Component: Smrt.ExtractStructuredText¶
Canonical source:
SmrtApps/src/Smrt.ExtractStructuredText/README.md(mirrored below)
Smrt.ExtractStructuredText¶
Structured document extraction planning + orchestration (tables/forms/key-value + document structure).
Overview and responsibilities¶
- Plans structured extraction execution (provider selection and ordered candidates).
- Defines the vendor-agnostic contracts used by host executors.
Public surface / entry points¶
- Planning/orchestration APIs and execution contracts (see source for the public types).
Dependencies and integrations¶
- Requests
CapabilityId.DocumentStructuredExtractionviaSmrt.CloudProviders. - Delegates execution to host-supplied executors (mux implementations live in
Smrt.ExtractStructuredText.Host).
Configuration and operational data¶
- No persistent config/state is owned by this library.
- Hosts may enforce a local PDF page cap via
SMRTHUB_LOCAL_OCR_MAX_PDF_PAGES_PER_DOCUMENTwhen implementing “render pages → OCR”.
Observability and diagnostics¶
- Log metadata only (planned candidates + used provider).
- Never log document bytes or extracted content.
Testing and validation¶
- Build (Debug, win-x64):
dotnet build SmrtApps/src/Smrt.ExtractStructuredText/Smrt.ExtractStructuredText.csproj -c Debug -r win-x64- (End-to-end wiring)
dotnet build SmrtApps/src/Smrt.ExtractStructuredText.Host/Smrt.ExtractStructuredText.Host.csproj -c Debug -r win-x64
- Unit tests:
dotnet test SmrtApps/src/Smrt.ExtractStructuredText.Tests/Smrt.ExtractStructuredText.Tests.csproj -c Debug -r win-x64 --no-build
Support Bundle¶
- Not applicable directly (library); collect host application logs via Support Bundle.
Related docs¶
- Host executors: SmrtApps/src/Smrt.ExtractStructuredText.Host/README.md
- Unstructured OCR: SmrtApps/src/Smrt.ExtractText/README.md
Design¶
- Vendor-agnostic core library.
- Requests
CapabilityId.DocumentStructuredExtractionfromSmrt.CloudProvidersand produces an execution contract. - Delegates execution to a host-supplied executor interface (
IDocumentStructuredExtractionExecutor). - Host mux is provided by
Smrt.ExtractStructuredText.Host(StructuredExtractionExecutorMux). - Async provider support is available via
IDocumentStructuredExtractionAsyncExecutorandSmrt.ExtractStructuredText.Host.StructuredExtractionAsyncExecutorMux. - Local structured extraction (SmrtHub) uses Windows OCR directly (AI OCR when available, else legacy OCR) and normalizes layout geometry (lines/words/bounding boxes) into the structured schema.

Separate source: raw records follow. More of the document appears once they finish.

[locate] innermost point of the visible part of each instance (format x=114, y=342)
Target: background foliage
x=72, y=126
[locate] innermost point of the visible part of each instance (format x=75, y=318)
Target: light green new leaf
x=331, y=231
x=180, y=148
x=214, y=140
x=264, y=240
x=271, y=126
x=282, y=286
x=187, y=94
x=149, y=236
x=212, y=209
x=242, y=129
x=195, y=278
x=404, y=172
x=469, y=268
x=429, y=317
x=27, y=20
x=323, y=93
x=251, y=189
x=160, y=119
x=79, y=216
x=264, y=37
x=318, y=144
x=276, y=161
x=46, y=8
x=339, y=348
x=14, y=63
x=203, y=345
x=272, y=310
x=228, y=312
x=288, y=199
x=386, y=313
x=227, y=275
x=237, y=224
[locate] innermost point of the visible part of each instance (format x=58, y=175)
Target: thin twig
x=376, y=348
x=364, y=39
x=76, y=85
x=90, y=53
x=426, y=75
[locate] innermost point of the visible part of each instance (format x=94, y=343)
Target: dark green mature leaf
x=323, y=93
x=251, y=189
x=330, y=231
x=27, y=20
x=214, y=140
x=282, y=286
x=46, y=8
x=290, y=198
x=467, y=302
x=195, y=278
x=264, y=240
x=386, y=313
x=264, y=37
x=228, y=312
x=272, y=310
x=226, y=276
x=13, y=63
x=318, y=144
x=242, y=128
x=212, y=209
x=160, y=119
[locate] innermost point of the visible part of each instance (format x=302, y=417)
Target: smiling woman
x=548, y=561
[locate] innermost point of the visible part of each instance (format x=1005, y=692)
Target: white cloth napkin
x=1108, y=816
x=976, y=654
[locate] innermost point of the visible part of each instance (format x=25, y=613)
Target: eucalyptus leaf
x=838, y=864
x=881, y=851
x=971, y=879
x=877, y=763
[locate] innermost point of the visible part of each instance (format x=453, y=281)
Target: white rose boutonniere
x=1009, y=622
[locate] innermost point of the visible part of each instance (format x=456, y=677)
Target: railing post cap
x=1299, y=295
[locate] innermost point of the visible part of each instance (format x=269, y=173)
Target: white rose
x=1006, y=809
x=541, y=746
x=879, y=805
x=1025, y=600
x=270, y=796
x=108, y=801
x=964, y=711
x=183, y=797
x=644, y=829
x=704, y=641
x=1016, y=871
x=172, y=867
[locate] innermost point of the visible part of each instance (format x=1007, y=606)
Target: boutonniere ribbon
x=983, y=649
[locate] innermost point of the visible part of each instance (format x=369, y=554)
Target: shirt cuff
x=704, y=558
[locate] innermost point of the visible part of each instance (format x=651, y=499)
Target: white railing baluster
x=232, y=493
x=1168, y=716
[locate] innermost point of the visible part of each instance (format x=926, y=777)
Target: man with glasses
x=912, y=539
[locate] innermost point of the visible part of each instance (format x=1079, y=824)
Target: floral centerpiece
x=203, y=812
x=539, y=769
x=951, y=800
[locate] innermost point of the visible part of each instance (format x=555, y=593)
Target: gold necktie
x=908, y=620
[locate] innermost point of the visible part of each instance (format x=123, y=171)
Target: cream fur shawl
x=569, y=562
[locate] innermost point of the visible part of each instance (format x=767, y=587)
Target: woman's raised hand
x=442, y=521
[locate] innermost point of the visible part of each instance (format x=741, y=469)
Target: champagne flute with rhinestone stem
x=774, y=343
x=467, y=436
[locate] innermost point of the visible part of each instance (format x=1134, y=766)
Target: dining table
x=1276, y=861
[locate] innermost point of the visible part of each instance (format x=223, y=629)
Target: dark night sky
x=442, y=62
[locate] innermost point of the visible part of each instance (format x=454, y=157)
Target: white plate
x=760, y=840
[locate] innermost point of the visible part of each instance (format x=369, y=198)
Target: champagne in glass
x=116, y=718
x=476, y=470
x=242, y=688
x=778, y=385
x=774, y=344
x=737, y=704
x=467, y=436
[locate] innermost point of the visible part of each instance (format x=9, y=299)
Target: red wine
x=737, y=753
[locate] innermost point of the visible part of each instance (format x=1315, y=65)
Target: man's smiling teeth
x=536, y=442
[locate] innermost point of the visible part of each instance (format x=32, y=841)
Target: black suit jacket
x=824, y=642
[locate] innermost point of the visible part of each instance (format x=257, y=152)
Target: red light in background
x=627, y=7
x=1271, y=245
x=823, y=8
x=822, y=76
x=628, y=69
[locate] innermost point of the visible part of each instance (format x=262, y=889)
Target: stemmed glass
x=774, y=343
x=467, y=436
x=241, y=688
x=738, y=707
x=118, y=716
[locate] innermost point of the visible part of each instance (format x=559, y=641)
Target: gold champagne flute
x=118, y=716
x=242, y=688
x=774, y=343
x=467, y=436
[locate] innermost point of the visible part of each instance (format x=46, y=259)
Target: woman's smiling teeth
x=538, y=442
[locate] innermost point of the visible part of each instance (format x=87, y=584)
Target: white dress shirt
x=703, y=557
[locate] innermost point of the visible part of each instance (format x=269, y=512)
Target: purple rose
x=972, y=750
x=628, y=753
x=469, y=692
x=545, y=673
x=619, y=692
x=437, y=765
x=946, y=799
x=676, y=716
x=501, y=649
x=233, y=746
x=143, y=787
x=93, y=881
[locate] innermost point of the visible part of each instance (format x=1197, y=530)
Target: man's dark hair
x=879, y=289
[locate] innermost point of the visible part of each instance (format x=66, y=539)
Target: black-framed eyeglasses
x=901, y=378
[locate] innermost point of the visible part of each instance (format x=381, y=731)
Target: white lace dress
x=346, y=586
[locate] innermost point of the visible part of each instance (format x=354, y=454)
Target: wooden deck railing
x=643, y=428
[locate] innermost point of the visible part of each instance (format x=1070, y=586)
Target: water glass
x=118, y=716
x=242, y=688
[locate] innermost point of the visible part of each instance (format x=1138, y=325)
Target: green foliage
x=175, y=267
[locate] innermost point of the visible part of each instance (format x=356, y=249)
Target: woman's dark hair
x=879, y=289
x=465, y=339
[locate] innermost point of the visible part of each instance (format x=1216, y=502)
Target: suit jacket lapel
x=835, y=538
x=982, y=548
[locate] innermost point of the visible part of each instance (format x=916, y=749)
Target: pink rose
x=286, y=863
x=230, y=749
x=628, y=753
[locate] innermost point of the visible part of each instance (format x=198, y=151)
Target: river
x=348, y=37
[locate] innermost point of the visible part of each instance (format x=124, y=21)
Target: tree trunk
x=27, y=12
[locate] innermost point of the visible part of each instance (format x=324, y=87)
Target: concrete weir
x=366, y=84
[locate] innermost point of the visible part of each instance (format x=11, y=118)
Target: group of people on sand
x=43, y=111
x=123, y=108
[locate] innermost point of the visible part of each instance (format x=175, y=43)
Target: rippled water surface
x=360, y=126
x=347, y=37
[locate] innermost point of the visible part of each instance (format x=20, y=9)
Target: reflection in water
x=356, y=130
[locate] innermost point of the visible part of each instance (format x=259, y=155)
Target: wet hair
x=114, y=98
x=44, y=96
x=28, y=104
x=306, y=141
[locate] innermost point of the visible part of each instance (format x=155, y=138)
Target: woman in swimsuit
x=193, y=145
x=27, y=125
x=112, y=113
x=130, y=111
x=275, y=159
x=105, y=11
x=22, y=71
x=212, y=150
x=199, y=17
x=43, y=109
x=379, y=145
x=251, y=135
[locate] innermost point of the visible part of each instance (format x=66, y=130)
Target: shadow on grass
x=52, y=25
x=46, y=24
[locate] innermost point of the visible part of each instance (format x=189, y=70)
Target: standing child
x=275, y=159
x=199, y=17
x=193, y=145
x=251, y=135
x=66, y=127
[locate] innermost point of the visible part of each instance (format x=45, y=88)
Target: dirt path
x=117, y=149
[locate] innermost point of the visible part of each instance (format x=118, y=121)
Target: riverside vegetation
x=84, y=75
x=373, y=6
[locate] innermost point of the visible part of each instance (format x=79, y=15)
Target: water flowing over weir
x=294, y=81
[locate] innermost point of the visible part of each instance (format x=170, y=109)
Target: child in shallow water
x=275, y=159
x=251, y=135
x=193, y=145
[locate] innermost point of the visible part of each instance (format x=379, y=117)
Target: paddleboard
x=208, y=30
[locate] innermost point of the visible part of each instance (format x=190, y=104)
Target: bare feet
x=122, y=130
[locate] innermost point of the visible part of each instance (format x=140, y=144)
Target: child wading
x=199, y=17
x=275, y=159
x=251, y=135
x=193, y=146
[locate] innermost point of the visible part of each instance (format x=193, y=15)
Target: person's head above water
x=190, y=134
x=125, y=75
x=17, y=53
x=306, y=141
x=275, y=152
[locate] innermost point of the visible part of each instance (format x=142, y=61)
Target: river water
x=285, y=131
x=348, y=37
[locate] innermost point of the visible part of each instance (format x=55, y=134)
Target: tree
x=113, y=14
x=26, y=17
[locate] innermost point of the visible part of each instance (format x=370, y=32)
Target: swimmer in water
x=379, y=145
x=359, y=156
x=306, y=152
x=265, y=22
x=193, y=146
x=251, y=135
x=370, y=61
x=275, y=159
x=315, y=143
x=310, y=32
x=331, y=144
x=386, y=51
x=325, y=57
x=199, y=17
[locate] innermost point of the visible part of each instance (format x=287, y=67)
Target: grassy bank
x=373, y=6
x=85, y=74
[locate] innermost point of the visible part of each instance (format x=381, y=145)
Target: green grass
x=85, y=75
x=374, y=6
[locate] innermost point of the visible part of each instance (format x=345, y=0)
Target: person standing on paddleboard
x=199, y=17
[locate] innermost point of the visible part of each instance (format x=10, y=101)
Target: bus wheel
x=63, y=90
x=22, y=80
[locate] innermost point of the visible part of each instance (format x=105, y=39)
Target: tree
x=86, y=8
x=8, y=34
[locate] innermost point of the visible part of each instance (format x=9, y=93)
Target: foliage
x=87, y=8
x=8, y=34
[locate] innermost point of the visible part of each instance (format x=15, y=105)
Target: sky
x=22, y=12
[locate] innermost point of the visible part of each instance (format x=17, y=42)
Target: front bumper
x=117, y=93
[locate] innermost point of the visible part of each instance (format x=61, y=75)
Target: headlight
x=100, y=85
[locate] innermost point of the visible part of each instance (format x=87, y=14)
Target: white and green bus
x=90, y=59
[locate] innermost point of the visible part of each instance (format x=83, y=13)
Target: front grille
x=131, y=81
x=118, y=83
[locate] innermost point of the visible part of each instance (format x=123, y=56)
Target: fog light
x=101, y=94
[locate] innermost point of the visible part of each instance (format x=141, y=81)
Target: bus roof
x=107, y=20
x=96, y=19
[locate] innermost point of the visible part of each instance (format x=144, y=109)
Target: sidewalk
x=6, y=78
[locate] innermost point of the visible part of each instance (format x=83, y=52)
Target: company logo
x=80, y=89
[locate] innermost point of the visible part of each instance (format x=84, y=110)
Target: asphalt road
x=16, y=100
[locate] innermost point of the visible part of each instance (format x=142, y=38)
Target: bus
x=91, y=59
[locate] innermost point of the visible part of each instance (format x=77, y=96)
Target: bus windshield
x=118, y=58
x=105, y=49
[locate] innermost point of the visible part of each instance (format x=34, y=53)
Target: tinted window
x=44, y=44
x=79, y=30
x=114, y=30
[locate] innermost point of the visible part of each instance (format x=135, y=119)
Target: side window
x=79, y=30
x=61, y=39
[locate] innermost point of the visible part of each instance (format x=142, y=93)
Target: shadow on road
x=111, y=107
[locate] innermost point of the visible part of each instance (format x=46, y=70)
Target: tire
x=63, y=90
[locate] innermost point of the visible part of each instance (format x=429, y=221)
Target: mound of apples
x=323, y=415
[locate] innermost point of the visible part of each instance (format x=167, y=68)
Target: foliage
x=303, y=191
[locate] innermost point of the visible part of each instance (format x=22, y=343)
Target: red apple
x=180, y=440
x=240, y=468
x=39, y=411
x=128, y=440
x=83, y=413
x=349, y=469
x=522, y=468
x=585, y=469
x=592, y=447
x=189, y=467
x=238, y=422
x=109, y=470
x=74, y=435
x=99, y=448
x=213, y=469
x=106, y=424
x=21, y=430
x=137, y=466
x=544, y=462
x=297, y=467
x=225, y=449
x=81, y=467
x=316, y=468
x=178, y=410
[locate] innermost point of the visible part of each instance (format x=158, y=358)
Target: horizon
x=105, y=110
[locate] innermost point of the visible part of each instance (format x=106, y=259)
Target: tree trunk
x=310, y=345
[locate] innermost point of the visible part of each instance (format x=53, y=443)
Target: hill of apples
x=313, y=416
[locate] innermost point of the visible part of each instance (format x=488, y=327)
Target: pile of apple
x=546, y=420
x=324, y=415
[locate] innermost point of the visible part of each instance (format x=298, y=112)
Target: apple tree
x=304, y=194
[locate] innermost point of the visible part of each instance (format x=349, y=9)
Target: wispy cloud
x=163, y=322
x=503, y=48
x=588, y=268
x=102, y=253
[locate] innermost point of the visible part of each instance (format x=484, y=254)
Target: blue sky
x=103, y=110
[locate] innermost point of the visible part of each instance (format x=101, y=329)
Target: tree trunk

- Logs metadata only (planned candidates + used provider). Never log document bytes or extracted content.
Inputs¶
- Document payload bytes (content type + bytes), or
- Host-resolved file path references (file selection is owned by the host).
Common Content Types¶
- Local Windows OCR hosts typically operate on raster images (e.g.,
image/png,image/jpeg,image/tiff). - Some hosts may also support PDF (
application/pdf) by rendering pages to images before OCR. - Cloud providers may support additional formats depending on vendor/service (PDF, Office docs, HTML, etc.).
Local vs Cloud Expectations¶
- Local (Windows OCR) is optimized for screenshots and scan-like inputs. It is generally image-first, and any non-image support (like PDF) is typically implemented as “render to images → OCR”.
- Cloud providers frequently support richer document formats, but constraints are service-specific (file size limits, page limits, supported MIME types, encryption rules, etc.).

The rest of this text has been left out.